Термодинамика и электрохимия явления пассивации

Явление пассивации с успехом используется в практике защиты металлов от коррозии, особенный интерес представляет пассивность металлов в высокоагрессивных электролитах (например, в сильных кислотах), в которых защищать металл особенно трудно.

Анодное поведение метала, склонного к пассивации в коррозионной среде за счет образования кислородных соединений метала, в общем случае, может быть описано полной поляризационной кривой, представленной на рисунке 1.

Рисунок 1 – Анодная поляризационная кривая пассивирующегося металла

На анодной поляризационной кривой можно выделить следующие участки:

Участок АВ – область активного растворения металла с образованием гидратированных катионов:

Me − ne + mH₂O → [Me (H₂O_m)]⁺ⁿ

Рисунок 2 – Механизм активного растворения металла

При потенциалах положительнее потенциала начала пассивации (Е_нп) происходит образование кислородных соединений металла по реакциям:

mMe − 2ne + nH₂O → Me_m/O_n + 2nH⁺

mMe − 2ne + nH₂O → Me_mO_n + 2nH⁺

Me − ne + nH₂O → Me(OН)_n + nH⁺

Анодный процесс при этом тормозится, зависимость lg(i) – Е становится нелинейной. При потенциале положительнее Е_нвп (потенциал начала видимой пассивации) торможение анодного процесса за счет образования пассивирующих пленок становится большим, чем увеличение его за счет роста потенциала, значение анодного тока падает.

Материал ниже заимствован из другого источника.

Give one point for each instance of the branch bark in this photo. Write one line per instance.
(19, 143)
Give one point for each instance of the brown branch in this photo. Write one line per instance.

Участок ЕР – область пассивации. Растворение металла происходит с небольшой скоростью, при этом на металле протекают параллельно две реакции:

а) растворение гидроксидных и оксидных пленок под воздействием окружающей среды:

Me(OН)_n + nH⁺ → Meⁿ⁺+ nH₂O

Me_mO_n+ 2nH⁺ → Me^++2n/m+ nH₂O

б) возобновление гидроксидной и оксидной пленки за счет электрохимических реакций:

mMe − 2ne + nH₂O →Me_mO_n + 2nH⁺

Me − ne + nH₂O → Me(OН)_n + nH⁺

Скорость определяющей реакцией в этом случае является химическая реакция растворения оксида и гидроксида, в связи с чем в области пассивации скорость растворения металла не зависит от потенциала.

Потенциал Е_пп называют потенциалом пассивации, или Фладе–потенциалом.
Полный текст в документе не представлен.